Comme on peut bien le penser, nous ne voulons pas promener le lecteur dans le dédale toujours très compliqué d’une comédie anglaise d’il y a deux siècles. À celle-ci, que demandons-nous ? Le portrait de Rochester par Etheredge ; encore n’avons-nous que celui de l’homme à bonnes fortunes, non celui du courtisan, non celui du poète satirique, non celui du philosophe désenchanté que nous rencontrerons successivement dans cette étude, car il s’agit ici d’une nature singulièrement douée, singulièrement féconde en contrastes et en contradictions.
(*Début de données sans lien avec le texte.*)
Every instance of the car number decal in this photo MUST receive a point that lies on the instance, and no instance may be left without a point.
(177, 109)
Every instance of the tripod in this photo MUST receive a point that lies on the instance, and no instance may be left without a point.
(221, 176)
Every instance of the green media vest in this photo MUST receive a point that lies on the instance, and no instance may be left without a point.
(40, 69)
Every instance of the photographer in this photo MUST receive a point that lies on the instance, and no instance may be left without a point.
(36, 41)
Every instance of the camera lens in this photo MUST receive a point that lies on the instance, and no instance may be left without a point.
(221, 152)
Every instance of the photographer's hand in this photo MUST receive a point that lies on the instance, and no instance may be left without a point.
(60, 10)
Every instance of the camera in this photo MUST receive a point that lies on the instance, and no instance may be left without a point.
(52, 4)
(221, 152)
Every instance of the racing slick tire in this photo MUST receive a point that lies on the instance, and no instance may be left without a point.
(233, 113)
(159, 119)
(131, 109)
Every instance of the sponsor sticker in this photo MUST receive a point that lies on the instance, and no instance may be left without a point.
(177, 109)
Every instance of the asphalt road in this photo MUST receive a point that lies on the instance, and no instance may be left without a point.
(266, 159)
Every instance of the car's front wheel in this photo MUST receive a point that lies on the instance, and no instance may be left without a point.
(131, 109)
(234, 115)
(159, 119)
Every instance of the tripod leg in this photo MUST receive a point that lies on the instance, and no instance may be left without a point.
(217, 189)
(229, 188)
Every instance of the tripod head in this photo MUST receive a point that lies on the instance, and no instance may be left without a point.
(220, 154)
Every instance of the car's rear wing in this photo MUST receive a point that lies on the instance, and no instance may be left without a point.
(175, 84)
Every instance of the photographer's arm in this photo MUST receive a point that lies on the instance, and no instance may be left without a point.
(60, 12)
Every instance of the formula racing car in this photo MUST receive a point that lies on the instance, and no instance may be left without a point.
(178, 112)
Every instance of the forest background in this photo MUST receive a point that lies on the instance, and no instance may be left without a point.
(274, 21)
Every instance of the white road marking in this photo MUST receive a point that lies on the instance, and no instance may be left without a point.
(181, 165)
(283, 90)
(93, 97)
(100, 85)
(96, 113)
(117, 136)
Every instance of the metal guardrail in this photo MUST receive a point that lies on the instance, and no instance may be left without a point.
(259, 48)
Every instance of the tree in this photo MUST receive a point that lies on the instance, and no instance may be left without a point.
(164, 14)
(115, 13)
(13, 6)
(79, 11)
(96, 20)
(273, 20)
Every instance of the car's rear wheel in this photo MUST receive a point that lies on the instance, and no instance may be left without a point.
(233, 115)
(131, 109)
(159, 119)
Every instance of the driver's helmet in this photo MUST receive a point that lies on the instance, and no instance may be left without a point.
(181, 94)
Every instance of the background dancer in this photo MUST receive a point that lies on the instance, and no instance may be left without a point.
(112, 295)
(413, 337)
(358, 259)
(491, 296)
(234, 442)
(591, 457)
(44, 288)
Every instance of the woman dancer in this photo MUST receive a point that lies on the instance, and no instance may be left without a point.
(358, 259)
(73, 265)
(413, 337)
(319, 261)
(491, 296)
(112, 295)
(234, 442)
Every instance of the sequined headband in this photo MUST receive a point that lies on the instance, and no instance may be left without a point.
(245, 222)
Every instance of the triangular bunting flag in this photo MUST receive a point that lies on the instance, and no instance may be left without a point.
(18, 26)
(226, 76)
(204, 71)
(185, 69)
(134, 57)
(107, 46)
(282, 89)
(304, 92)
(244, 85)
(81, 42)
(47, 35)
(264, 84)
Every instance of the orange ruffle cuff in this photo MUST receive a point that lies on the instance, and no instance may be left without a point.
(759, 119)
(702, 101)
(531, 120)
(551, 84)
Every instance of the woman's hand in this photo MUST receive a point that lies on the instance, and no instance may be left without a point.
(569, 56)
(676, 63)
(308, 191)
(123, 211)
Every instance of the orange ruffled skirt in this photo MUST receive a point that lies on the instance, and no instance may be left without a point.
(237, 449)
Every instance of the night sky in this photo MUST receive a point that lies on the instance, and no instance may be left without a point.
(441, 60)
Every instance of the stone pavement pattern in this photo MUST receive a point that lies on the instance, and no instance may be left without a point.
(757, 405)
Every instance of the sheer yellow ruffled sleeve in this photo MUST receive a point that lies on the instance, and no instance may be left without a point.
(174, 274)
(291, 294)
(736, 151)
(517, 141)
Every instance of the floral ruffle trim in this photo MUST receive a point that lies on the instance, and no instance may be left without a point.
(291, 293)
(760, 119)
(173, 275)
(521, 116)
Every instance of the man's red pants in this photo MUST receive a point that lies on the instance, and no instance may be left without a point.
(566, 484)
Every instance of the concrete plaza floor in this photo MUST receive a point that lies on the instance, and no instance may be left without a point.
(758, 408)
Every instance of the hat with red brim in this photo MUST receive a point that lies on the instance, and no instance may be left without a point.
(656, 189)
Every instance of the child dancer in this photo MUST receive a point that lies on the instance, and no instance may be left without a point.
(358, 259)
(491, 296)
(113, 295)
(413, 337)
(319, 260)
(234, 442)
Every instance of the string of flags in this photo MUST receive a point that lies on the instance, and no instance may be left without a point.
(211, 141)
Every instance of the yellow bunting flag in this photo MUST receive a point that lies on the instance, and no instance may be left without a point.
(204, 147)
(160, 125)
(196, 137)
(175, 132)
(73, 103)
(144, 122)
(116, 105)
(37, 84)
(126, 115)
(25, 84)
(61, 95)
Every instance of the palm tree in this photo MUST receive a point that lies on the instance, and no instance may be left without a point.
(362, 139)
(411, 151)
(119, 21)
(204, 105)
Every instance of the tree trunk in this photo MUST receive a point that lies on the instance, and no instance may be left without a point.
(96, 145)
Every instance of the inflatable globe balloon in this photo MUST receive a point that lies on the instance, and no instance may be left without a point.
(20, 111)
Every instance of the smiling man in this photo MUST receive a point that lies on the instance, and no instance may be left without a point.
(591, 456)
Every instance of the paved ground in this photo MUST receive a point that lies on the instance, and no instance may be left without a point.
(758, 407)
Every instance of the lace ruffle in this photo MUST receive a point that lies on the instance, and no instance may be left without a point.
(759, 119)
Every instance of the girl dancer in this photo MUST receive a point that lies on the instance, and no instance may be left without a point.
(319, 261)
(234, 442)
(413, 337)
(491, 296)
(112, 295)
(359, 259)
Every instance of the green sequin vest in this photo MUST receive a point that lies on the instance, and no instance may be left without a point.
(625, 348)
Quelques mots encore de Dorimant, et nous revenons à Rochester.

Délivré de mistress Loveit et à peine possesseur de Belinda, l’intrépide roué, croit avoir bon marché d’Harriet Woodvil, dont il connaît le secret penchant, dont la complicité l’encourage, et qu’il traite en jolie « pecque de province, » comme disait Bussy. Sous le faux nom qu’il a pris, il a su mériter les bonnes grâces de lady Woodvil, qui prend au mot ses beaux et sages discours, ses anathèmes contre la jeunesse dorée du temps, et l’animosité toute particulière qu’il a vouée à ce « Dorimant, » la terreur des bonnes mères et des gens raisonnables. Harriet ne peut s’empêcher de sourire aux progrès qu’en si peu de temps notre dangereux hypocrite a faits dans la faveur maternelle. Elle y voit pour elle autant de gages du pardon qu’elle devra solliciter plus tard, si elle se décide enfin à écouter les vœux de Dorimant. En attendant, elle sait à merveille le tenir à distance, alors que la complicité des personnes chez lesquelles ils se sont rencontrés lui ménage un tête-à-tête avec le redouté séducteur. Feinte douceur, humilité suppliante, modestes approches, flatteries adroites, viennent échouer devant le ferme bon sens de la jeune provinciale. Ce qui lui manque en fait d’expérience, elle le rachète par une ferme volonté de ne souffrir que des vœux légitimes. Aussi finit-elle, après maint combat, par rester maîtresse du champ de bataille. Il faut croire d’ailleurs que sa grosse dot, ses belles propriétés du Hampshire, lui viennent un peu en aide. Etheredge écarte cette idée, mais le mariage du vrai Dorimant va nous prouver qu’en ce temps-là, comme aujourd’hui, lorsqu’il s’agissait de nœuds éternels, ces vulgaires considérations étaient fort de mise.